Python API vs YAML Workflows¶
Seeknal offers two complementary approaches to define data pipelines. Choose based on your use case, team skills, and operational needs.
Quick Comparison¶
| Aspect | Python API (Flow/Task) | YAML Workflows (seeknal run) |
|---|---|---|
| Definition | Python code | YAML files |
| Execution | flow.run() in Python |
seeknal run in CLI |
| Best for | Complex logic, ML | SQL transforms, ETL |
| Learning curve | Python programming | YAML syntax |
| Environment support | Manual | Built-in (--env) |
| Change tracking | No | Yes (seeknal diff) |
| Parallel execution | Manual | Built-in (--parallel) |
| Audit/validation | Manual | Built-in (seeknal audit) |
| State management | Manual | Automatic (incremental runs) |
| Second-order aggregations | Manual rollup logic | Built-in YAML support |
| IDE support | Full Python tooling | Limited YAML validation |
| Type safety | Python type hints | Schema validation |
| Debugging | Python debugger | CLI logs + dry-run |
| Version control | Git for Python files | Git for YAML files |
| CI/CD integration | Custom scripts | Built-in commands |
When to Use Python API¶
Use Cases¶
Complex Business Logic
# Custom feature engineering with business rules
from seeknal.flow import Flow
from seeknal.tasks.duckdb import DuckDBTransform
def calculate_customer_lifetime_value(df):
# Complex logic not expressible in SQL
df['ltv'] = df.apply(lambda row:
proprietary_ltv_model(
row['purchases'],
row['engagement_score'],
row['tenure_days']
), axis=1)
return df
flow = Flow(
name="customer_ltv",
tasks=[
DuckDBTransform(sql="SELECT * FROM source.customers"),
PythonTransform(func=calculate_customer_lifetime_value)
]
)
Machine Learning Pipelines
# scikit-learn, PyTorch, TensorFlow integration
from sklearn.ensemble import RandomForestClassifier
from seeknal.tasks.ml import TrainModel
flow = Flow(
name="churn_prediction",
tasks=[
LoadFeatures(feature_group="user_features"),
TrainModel(
model=RandomForestClassifier(n_estimators=100),
target_col="churned",
feature_cols=["tenure", "activity", "spend"]
),
SaveModel(path="models/churn_v1.pkl")
]
)
External API Integration
# Fetch from REST APIs, enrich with external data
import requests
def enrich_with_clearbit(df):
for idx, row in df.iterrows():
response = requests.get(
f"https://company.clearbit.com/v2/companies/find?domain={row['domain']}"
)
df.at[idx, 'industry'] = response.json().get('industry')
return df
flow = Flow(
name="company_enrichment",
tasks=[
LoadCSV(path="data/companies.csv"),
PythonTransform(func=enrich_with_clearbit),
WriteDuckDB(table="enriched_companies")
]
)
Notebook-Based Development
# Interactive data exploration in Jupyter
import pandas as pd
from seeknal.flow import Flow
# Load data
df = pd.read_parquet("data/transactions.parquet")
# Explore
df.describe()
df.groupby('category').agg({'amount': 'sum'})

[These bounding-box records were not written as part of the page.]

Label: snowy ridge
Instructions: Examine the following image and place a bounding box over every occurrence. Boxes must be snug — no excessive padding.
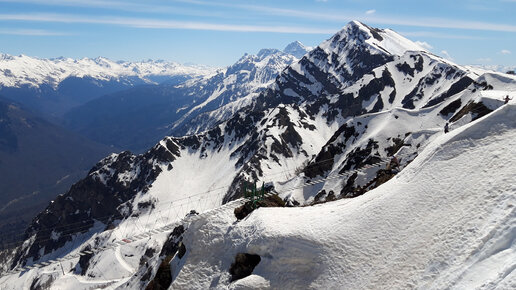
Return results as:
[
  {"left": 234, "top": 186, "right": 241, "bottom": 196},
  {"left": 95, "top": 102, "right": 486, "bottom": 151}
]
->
[
  {"left": 171, "top": 41, "right": 310, "bottom": 136},
  {"left": 0, "top": 54, "right": 215, "bottom": 88}
]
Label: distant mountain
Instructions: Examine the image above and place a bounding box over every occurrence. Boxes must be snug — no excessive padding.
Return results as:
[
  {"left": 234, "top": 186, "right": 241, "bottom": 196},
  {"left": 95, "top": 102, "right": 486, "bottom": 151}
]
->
[
  {"left": 283, "top": 41, "right": 313, "bottom": 59},
  {"left": 0, "top": 54, "right": 215, "bottom": 117},
  {"left": 1, "top": 21, "right": 516, "bottom": 289},
  {"left": 64, "top": 43, "right": 306, "bottom": 151},
  {"left": 0, "top": 98, "right": 112, "bottom": 243}
]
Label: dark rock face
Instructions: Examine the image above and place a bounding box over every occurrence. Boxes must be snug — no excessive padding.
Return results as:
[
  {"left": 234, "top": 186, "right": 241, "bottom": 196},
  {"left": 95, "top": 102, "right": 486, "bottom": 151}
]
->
[
  {"left": 142, "top": 225, "right": 186, "bottom": 290},
  {"left": 439, "top": 99, "right": 462, "bottom": 116},
  {"left": 229, "top": 253, "right": 261, "bottom": 282},
  {"left": 450, "top": 102, "right": 493, "bottom": 122},
  {"left": 13, "top": 139, "right": 179, "bottom": 266},
  {"left": 234, "top": 194, "right": 285, "bottom": 220}
]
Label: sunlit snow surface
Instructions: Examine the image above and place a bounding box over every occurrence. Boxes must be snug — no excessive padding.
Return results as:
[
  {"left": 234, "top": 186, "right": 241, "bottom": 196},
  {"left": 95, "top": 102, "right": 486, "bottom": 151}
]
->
[{"left": 172, "top": 105, "right": 516, "bottom": 289}]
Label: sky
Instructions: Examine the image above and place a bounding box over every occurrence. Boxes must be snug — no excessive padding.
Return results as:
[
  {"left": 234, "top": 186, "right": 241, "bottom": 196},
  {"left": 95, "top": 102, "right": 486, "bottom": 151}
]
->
[{"left": 0, "top": 0, "right": 516, "bottom": 67}]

# Define pipeline after exploration
flow = Flow(name="analysis", tasks=[...])
flow.run()
Advantages¶
- Full Python language features (classes, functions, libraries)
- Rich ecosystem (pandas, numpy, scikit-learn, PyTorch)

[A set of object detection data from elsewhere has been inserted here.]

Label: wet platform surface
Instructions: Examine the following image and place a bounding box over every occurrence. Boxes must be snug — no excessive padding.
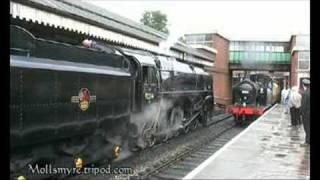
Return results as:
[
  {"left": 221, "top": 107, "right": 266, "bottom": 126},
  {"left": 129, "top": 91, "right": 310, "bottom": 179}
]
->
[{"left": 184, "top": 105, "right": 310, "bottom": 179}]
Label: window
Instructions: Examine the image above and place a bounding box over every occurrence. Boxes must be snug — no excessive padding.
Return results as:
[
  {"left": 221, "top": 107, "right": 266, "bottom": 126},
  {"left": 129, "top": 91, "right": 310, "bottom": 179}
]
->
[
  {"left": 298, "top": 52, "right": 310, "bottom": 70},
  {"left": 148, "top": 67, "right": 158, "bottom": 84},
  {"left": 229, "top": 42, "right": 234, "bottom": 51},
  {"left": 234, "top": 42, "right": 240, "bottom": 51},
  {"left": 296, "top": 35, "right": 310, "bottom": 50}
]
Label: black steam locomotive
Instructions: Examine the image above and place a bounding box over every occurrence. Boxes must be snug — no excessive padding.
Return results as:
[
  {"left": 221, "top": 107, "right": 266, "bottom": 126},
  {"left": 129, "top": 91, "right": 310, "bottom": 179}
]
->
[
  {"left": 10, "top": 26, "right": 213, "bottom": 177},
  {"left": 226, "top": 74, "right": 280, "bottom": 124}
]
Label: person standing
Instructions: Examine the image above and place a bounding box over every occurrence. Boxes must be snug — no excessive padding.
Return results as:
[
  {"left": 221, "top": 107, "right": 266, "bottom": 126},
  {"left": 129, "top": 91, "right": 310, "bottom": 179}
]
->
[
  {"left": 283, "top": 87, "right": 291, "bottom": 114},
  {"left": 301, "top": 79, "right": 310, "bottom": 144},
  {"left": 288, "top": 86, "right": 301, "bottom": 128}
]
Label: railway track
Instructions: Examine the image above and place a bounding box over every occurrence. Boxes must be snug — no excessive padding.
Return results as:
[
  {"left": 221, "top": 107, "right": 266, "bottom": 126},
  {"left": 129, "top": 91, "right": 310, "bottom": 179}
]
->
[
  {"left": 136, "top": 118, "right": 244, "bottom": 180},
  {"left": 67, "top": 114, "right": 244, "bottom": 180}
]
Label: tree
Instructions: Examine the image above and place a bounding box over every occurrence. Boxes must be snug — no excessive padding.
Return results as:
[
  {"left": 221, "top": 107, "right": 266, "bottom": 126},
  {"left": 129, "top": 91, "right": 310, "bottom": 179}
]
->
[{"left": 140, "top": 11, "right": 169, "bottom": 33}]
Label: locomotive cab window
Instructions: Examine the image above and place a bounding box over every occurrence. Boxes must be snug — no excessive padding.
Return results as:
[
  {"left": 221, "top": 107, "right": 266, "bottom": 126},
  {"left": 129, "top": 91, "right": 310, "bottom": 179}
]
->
[{"left": 142, "top": 66, "right": 159, "bottom": 84}]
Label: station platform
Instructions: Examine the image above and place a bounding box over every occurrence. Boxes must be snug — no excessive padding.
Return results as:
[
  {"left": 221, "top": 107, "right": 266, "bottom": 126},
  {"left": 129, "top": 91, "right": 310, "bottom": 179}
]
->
[{"left": 183, "top": 104, "right": 310, "bottom": 179}]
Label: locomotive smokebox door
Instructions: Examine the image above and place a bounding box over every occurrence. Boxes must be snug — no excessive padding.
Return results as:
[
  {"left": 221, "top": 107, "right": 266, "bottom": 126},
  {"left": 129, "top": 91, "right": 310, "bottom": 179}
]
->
[{"left": 142, "top": 66, "right": 159, "bottom": 105}]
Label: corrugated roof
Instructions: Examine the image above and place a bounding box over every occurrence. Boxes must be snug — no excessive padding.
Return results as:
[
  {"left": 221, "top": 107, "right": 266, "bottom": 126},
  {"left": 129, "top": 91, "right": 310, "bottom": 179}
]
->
[{"left": 10, "top": 0, "right": 213, "bottom": 64}]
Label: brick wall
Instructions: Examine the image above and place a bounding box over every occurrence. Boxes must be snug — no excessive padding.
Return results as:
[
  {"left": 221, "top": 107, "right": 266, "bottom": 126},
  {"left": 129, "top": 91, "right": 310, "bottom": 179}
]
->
[{"left": 213, "top": 34, "right": 231, "bottom": 105}]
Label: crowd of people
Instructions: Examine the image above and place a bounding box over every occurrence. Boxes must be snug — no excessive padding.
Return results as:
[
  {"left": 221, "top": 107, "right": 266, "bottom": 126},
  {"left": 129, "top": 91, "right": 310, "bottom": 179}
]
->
[{"left": 281, "top": 79, "right": 310, "bottom": 144}]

- IDE support (autocomplete, type checking, refactoring)
- Debugger integration (pdb, ipdb, IDE debuggers)
- Flexible control flow (loops, conditionals, error handling)
- Easy to test with pytest
- Reusable Python packages
Limitations¶
- No automatic change detection (must re-run everything)
- No built-in environments (manual state management)
- Harder to audit (code inspection vs declarative YAML)
- Less visible to non-Python users (analysts, stakeholders)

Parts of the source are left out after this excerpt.